3. Once payment is received please allow up to 3 weeks in which to get the work done.

Mental Capacity Assessments

GPs are often asked to make Mental Capacity Assessments for patients. These assessments can be requested for a variety of different reasons. As GPs it is an essential part of our role that we are able to perform capacity assessments which relate to decisions regarding medical investigations, treatment and care. However capacity assessments relating to overall welfare, finances and property are often more complex and sit outside our expertise.

The level of risk and responsibility linked to capacity assessments can be extremely high. Decisions such as whether someone’s house is sold or how their life savings are spent can depend on capacity assessments. It is therefore essential that adequate time and attention is dedicated to these assessments. It is also essential that those carrying out these assessments for legal purposes are highly trained and experienced in this area.

Legal capacity assessments do not fall within the NHS duties of GPs. Some GPs do agree to perform these assessments privately at a fee, but many others feel the risks of doing so are too high or that the time needed to perform an adequate assessment is not available to them. There are other professionals who can perform mental capacity assessments including solicitors and psychiatrist.

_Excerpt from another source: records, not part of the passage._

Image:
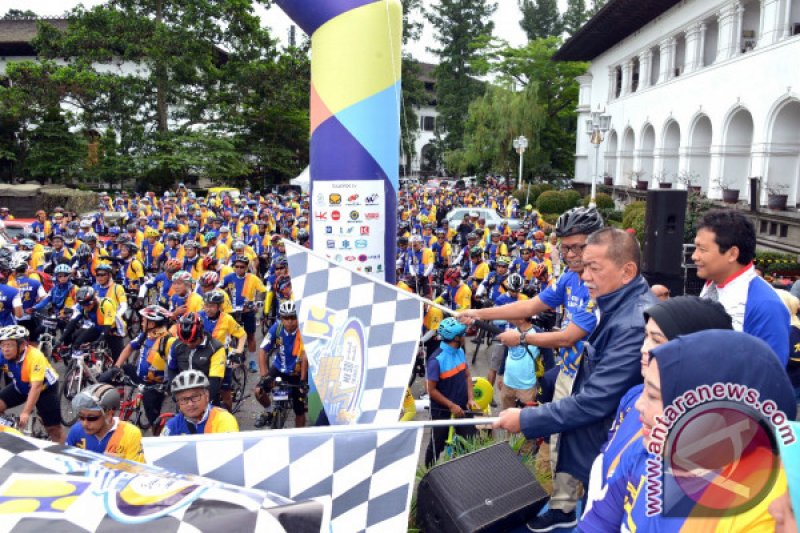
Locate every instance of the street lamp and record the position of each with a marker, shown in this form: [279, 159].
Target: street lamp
[595, 128]
[520, 144]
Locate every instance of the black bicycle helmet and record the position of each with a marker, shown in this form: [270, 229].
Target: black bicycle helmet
[214, 297]
[579, 221]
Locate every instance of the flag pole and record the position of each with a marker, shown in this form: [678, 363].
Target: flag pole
[378, 281]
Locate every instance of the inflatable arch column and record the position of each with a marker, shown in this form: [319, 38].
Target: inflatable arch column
[355, 128]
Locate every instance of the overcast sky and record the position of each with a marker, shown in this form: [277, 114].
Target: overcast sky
[506, 20]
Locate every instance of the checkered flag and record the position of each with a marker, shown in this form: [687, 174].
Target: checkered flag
[367, 472]
[360, 335]
[46, 487]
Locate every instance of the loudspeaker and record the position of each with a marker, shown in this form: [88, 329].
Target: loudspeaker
[663, 242]
[489, 490]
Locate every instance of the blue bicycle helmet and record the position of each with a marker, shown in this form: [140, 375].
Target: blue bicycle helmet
[450, 328]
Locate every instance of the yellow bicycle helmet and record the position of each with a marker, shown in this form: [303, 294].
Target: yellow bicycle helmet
[482, 392]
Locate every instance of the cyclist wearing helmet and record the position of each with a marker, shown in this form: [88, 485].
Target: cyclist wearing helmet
[197, 349]
[98, 430]
[226, 330]
[62, 296]
[153, 344]
[290, 363]
[246, 291]
[192, 262]
[131, 268]
[162, 283]
[184, 299]
[190, 390]
[449, 385]
[580, 320]
[58, 253]
[34, 383]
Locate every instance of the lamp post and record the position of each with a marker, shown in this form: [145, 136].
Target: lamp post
[520, 144]
[596, 127]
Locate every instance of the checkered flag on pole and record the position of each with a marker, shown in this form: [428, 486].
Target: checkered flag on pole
[360, 336]
[366, 471]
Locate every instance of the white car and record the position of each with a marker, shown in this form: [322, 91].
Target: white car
[455, 217]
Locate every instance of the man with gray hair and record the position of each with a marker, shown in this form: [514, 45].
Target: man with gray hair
[609, 367]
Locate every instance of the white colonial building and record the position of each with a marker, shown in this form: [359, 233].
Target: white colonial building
[701, 88]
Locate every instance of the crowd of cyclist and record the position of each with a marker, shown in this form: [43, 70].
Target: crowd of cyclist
[179, 289]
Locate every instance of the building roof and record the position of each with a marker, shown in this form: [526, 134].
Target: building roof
[614, 22]
[16, 35]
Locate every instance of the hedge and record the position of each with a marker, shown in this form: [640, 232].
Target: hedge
[552, 202]
[602, 200]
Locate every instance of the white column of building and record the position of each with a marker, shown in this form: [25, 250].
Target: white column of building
[726, 20]
[627, 69]
[673, 57]
[645, 66]
[692, 44]
[739, 40]
[584, 153]
[665, 50]
[772, 21]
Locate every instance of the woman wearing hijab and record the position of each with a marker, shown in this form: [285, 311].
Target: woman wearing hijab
[663, 322]
[675, 371]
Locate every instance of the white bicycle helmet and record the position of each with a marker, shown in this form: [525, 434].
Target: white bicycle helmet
[189, 379]
[13, 333]
[98, 397]
[287, 308]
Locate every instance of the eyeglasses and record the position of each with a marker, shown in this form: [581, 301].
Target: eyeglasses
[575, 248]
[195, 398]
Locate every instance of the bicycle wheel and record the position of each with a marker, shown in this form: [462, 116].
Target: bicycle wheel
[37, 429]
[238, 387]
[69, 389]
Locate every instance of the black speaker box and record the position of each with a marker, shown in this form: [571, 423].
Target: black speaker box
[663, 242]
[489, 490]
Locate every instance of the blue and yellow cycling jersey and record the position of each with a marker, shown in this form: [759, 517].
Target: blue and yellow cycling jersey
[289, 345]
[31, 367]
[215, 420]
[123, 441]
[223, 328]
[9, 298]
[153, 352]
[242, 289]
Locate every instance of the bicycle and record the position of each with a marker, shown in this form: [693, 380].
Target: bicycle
[80, 374]
[131, 408]
[35, 427]
[50, 334]
[281, 403]
[238, 380]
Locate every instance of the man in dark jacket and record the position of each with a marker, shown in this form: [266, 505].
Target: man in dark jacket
[609, 367]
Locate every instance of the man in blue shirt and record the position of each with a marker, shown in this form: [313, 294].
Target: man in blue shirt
[724, 250]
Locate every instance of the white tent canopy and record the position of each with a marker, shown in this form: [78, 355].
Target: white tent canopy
[303, 180]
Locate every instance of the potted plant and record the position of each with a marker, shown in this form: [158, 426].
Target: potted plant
[689, 179]
[639, 183]
[777, 196]
[729, 194]
[663, 179]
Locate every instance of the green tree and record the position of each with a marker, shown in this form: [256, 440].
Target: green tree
[55, 153]
[17, 14]
[557, 96]
[540, 18]
[575, 16]
[207, 77]
[463, 28]
[492, 123]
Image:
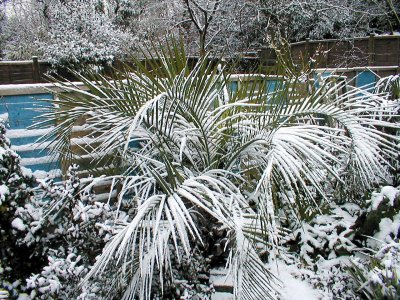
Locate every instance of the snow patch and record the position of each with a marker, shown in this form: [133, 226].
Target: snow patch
[293, 288]
[18, 224]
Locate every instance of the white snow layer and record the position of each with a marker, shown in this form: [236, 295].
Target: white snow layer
[293, 288]
[18, 224]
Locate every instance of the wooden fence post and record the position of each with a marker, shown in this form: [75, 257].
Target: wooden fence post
[371, 50]
[35, 69]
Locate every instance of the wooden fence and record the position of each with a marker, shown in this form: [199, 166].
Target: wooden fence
[357, 52]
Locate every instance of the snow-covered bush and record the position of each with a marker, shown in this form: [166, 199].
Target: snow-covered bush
[15, 190]
[79, 33]
[378, 276]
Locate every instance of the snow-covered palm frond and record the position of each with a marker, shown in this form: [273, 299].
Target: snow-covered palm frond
[202, 151]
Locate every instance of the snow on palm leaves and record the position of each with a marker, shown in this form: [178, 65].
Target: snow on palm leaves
[206, 152]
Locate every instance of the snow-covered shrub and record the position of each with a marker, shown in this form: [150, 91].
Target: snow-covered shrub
[327, 236]
[15, 190]
[378, 276]
[69, 227]
[79, 33]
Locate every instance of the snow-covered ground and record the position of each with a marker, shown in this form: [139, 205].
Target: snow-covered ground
[292, 288]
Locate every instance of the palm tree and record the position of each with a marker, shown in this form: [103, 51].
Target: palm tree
[193, 151]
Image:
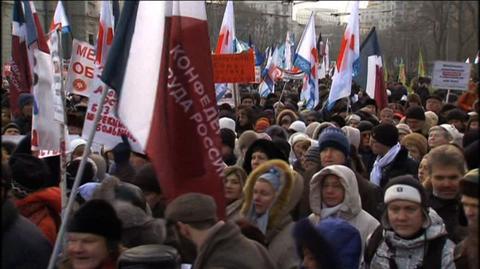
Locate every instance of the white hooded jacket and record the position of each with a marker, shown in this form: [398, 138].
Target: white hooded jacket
[351, 207]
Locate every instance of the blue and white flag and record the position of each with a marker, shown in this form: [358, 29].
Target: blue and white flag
[306, 58]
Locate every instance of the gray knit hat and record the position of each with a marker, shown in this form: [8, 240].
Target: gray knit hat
[192, 208]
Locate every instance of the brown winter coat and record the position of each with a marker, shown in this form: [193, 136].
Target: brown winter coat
[226, 247]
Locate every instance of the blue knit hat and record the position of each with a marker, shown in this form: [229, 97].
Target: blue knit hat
[335, 138]
[344, 239]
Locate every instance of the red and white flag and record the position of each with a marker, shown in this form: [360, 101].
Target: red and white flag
[166, 97]
[21, 76]
[349, 53]
[45, 128]
[226, 37]
[105, 33]
[60, 19]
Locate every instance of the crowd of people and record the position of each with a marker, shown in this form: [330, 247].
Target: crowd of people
[355, 187]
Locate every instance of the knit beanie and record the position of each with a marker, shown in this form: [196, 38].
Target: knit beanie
[97, 217]
[228, 123]
[457, 114]
[353, 135]
[344, 239]
[469, 184]
[285, 112]
[406, 188]
[469, 137]
[313, 154]
[404, 128]
[298, 126]
[335, 138]
[261, 125]
[246, 139]
[471, 155]
[386, 134]
[311, 128]
[415, 112]
[417, 140]
[191, 208]
[29, 174]
[228, 137]
[146, 179]
[364, 126]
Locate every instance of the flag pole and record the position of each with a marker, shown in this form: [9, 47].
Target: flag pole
[79, 175]
[63, 155]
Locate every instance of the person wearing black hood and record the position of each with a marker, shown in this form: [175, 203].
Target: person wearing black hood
[24, 121]
[23, 243]
[122, 168]
[261, 151]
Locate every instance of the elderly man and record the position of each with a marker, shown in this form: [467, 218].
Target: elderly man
[219, 244]
[411, 234]
[466, 252]
[392, 158]
[446, 166]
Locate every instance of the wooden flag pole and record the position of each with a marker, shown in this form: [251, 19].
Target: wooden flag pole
[73, 193]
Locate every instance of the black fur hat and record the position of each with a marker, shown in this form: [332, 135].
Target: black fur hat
[97, 217]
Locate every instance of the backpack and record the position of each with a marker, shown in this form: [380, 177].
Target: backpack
[431, 259]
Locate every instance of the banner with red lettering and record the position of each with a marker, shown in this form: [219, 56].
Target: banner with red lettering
[109, 129]
[81, 69]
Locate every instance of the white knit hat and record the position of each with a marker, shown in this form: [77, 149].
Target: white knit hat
[402, 192]
[227, 123]
[298, 126]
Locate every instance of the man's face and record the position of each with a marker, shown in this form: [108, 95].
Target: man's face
[437, 138]
[445, 181]
[12, 131]
[470, 206]
[386, 116]
[247, 102]
[433, 105]
[405, 217]
[414, 124]
[87, 250]
[330, 156]
[378, 148]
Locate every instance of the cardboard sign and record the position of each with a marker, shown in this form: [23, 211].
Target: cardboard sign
[234, 68]
[451, 75]
[109, 130]
[81, 69]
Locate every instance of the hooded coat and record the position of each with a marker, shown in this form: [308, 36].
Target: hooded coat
[401, 165]
[226, 247]
[280, 242]
[351, 207]
[409, 253]
[23, 244]
[43, 208]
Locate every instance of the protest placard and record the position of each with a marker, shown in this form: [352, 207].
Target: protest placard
[81, 69]
[234, 68]
[451, 75]
[109, 129]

As a surgery we do not feel we have the capacity to offer Mental Capacity Assessments for legal purposes for our patients. To do so would require significant resources being diverted from our core duties as a health care provider.  It would also pose a significant legal and financial risk to our GPs. We feel there are other professionals available with more appropriate training, legal protection and expertise who can perform these assessments.

We realise that this practice policy may cause some inconvenience to our patients but hope you can understand that our priority must be to our core NHS duties as a health care provider. If, in the future, the funding crisis in General Practice is adequately addressed by government we may find ourselves able to reconsider our position.